動けなくなるよりはマシか。 俺は苦笑いでサイモンの頭を撫でる。




 サイモンは床の魔法陣に気がつくと怯えるように俺にしがみ付いた。


「いいか、サイモン。 ここで見たことは絶対に誰にも言うなよ」


「う、うん」


巨大な魔法陣にサイモンも目が釘付けになっている。


 王子は筆談に使っていた文字板を取り出す。


新しい紙を貼ると、魔法陣を大雑把に描き写し始めた。


ユキとアラシは落ち着かない様子だが、真剣な王子の顔に声も掛けられない。


『難しいな。 記号なのか、文字なのか、判断出来ない』


王子でも知らないものは俺が分かるわけない。


俺は黙って王子を体力面でサポートするだけだ。


 王子は<浮遊>を使って上空からも確認し、戻って来ては板の紙に書き足すを繰り返していた。

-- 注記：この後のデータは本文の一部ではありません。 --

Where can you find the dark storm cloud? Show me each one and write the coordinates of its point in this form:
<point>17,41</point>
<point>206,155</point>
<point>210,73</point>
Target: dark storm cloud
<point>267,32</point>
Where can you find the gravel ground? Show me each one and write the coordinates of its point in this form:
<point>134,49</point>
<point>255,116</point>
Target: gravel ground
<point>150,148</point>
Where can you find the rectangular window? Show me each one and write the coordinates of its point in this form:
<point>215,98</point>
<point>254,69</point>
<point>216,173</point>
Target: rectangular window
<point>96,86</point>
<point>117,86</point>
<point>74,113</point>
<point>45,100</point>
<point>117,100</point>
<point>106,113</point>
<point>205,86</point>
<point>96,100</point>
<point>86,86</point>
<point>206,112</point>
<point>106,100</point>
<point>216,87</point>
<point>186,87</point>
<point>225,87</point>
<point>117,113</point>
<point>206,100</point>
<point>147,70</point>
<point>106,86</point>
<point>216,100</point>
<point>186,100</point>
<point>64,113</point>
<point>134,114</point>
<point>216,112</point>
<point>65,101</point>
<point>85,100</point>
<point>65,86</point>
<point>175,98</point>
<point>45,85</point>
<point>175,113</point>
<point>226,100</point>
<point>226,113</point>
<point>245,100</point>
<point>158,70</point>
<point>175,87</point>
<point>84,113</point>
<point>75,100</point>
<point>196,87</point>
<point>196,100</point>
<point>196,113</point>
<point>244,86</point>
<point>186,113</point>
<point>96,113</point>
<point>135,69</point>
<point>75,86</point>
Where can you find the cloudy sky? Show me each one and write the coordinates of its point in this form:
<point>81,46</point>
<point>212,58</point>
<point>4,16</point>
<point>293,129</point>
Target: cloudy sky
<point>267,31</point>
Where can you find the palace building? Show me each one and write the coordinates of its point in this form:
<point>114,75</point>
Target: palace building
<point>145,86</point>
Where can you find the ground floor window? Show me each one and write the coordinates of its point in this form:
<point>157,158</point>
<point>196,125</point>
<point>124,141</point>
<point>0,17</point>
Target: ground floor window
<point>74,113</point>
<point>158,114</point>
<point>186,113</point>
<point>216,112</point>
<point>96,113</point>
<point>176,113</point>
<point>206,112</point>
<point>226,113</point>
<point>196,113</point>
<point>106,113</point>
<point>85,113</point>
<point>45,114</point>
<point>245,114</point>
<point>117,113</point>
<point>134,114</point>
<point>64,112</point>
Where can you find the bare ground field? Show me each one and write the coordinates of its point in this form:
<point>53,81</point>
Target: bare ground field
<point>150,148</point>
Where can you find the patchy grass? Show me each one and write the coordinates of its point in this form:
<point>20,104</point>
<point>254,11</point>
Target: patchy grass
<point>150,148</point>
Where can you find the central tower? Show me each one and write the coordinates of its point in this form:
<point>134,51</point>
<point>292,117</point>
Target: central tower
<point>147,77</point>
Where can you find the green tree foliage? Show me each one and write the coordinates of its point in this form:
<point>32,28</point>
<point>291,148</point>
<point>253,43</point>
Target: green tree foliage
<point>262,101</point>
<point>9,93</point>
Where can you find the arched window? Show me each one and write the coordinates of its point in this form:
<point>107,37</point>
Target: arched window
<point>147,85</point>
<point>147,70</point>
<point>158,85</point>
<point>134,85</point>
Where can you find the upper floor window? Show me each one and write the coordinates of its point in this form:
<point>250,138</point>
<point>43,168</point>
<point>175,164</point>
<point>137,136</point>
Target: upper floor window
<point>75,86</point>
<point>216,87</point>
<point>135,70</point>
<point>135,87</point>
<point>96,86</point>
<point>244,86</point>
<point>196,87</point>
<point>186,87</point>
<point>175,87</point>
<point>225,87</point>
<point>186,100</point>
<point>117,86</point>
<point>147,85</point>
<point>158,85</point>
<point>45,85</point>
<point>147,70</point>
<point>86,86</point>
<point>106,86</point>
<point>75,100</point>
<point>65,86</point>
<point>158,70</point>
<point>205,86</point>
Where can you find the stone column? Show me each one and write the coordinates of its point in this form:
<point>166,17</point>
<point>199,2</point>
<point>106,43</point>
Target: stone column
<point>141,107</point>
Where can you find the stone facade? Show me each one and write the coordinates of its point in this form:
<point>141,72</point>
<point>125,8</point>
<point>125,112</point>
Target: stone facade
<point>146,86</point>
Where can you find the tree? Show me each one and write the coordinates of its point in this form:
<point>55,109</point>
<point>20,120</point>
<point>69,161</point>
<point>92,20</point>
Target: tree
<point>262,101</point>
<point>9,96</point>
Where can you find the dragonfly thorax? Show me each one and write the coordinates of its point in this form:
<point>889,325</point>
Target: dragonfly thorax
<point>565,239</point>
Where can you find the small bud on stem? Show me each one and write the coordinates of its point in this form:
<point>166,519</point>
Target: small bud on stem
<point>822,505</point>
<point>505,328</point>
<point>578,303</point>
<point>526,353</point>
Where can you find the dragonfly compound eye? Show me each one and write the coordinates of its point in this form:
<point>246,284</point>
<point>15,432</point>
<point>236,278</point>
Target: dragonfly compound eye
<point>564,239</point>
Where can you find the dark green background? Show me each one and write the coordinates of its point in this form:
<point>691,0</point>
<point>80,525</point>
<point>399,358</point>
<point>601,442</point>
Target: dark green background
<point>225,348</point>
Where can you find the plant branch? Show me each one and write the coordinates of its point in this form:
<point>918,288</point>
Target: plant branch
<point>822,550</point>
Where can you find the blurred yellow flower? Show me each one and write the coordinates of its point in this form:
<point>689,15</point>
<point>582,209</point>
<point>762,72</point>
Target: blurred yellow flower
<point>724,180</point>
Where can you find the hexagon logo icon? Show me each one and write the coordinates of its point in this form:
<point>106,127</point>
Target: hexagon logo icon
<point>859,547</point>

どれくらいそうしていたのか、俺は少し息苦しさを感じ始める。


「入り口が崩れたんだったな。 閉じ込められたのか」


ここは小学校の体育館くらいの広さがある。


まさか、空気が無くなるということもないだろうとは思うけど。




「一旦外に出ないか」


大人の俺でさえ、この魔法陣に圧倒されて精神的に疲れている。


いくら砂族とはいえ、サイモンはまだ七歳だ。


『ああ、そうだな。 目印は付けたからまた来ればいいな』


王子はある程度気が済んだようで俺もホッとした。


「帰ろうな」


ぐったりと座り込んでいたサイモンが顔を上げた。


手を出した俺に、立ち上がったサイモンは首を振った。


「ここ、壊さないとダメ」


「えっ?」


『は?』


「これ、砂を作ってる」


「サイモン?」


砂族の少年は王子が描いた紙の魔法陣を指差す。


「これ、砂を作る、魔法陣。 こ、の文字、そう、書いてある」


息荒くそう言い終わるとガクリと倒れ込んだ。


「サイモン!」


俺は小さな身体をかかえると、すぐに転移魔法陣を発動した。